И Модест, к которому она уже начала чувствовать смутную симпатию, Модест, в словах которого ей мерещилась подсказка, ответил легко и весело:
— Ну, это полная чепуха. Тогда придется вас, милочка, вульгарно придушить.
— Что? — на миг ей стало нехорошо, и мужчины помогли ей опуститься на стул. В мелко задрожавшей руке оказалась мензурка с какими-то каплями.
— Вам нужно успокоиться.
— Зачем? — улыбнулась Мария. — Чтобы вам было удобней уничтожить меня?
— Я вас попрошу, — Дауненок вскинул коротколапую с обручальным кольцом руку. — Не нужно воображать нас этакими монстрами. Вы знали, д-да, знали, на что идете. И теперь не нужно трагедий.
— Никаких трагедий. За пять лет у вас на службе я отвыкла от эмоций, а уж от их проявления и тем более.
Мужчины переглянулись.
— Итак, Шахерезада, — Дауненок выкатил из-под стола круглый табуретик на колесиках, который словно предполагал где-то рядом наличие рояля, придвинул его к Марии, крутанул несколько раз, делая его пониже, под свой рост, и уселся верхом.

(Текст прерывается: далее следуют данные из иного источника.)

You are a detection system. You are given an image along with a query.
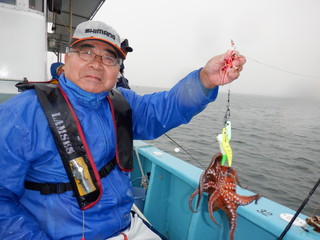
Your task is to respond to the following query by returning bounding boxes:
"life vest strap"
[24,158,117,195]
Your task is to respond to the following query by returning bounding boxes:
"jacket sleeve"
[0,108,50,240]
[123,70,218,140]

— Итак, Шахерезада, зачем вам это понадобилось?
— Меня зовут Мария, — отозвалась женщина.
— Вас зовут «Третья в седьмом ряду», — мягко поправил Модест.

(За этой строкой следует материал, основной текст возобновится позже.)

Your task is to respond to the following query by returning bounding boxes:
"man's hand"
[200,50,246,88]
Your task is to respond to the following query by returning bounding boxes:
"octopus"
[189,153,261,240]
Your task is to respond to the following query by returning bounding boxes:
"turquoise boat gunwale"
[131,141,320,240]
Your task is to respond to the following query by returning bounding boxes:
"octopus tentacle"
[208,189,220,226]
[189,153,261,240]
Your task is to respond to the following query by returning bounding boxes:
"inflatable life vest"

Это случилось лет восемь назад. Тогда как раз закончилась очередная перепись населения. Данные в громадных, в двести двенадцать пунктов анкет, заполняемых гражданами по всей стране, были собраны, систематизированы, включены в различные сводки и таблицы и встретились наконец в Центральном институте статистики при Комитете социальных исследований. Здесь таблицы и сводки были обработаны ЭВМ, и результаты обработки оказались настолько неожиданны и страшны, что Большой ученый совет института решил немедленно довести их до сведения правительства страны. Правительство отреагировало, и вскоре в каждом более или менее крупном областном центре началось строительство лечебниц для лиц, склонных к суицидным попыткам, а также для тех, кто такую попытку совершал, но остался жив. Госпитализация в эти клиники проводилась насильственным путем, так как потенциальные самоубийцы, выявляемые во время поголовных профосмотров по месту работы, признавались психически больными и подлежали лечению. Это было жестоко. Люди, в индивидуальных картах которых появлялись зловещие буквы ССП (склонен к суицидным попыткам), чувствовали себя, как правило, совершенно здоровыми, и помещение в клинику оборачивалось для них трагедией. Так чувствует себя, возможно, человек, которому среди полного благополучия отрезает вдруг трамваем ногу. Вот он только что шел спокойный и неторопливый среди таких же людей, еще, пожалуй, думал с досадой о какой-нибудь ерунде, о какой-нибудь предстоящей не слишком приятной встрече, как вдруг чей-то вскрик, удар, и он уже лежит на рельсах и не чувствует пока даже боли и пытается поднять упавшую шляпу; но судьба уже вынула его из общего привычного течения жизни, взяла за воротник и опустила на другой уровень существования, где страх и боль, а он все еще пытается поднять свою шляпу и даже слабо улыбается тем, кто подбежал посмотреть на происшествие.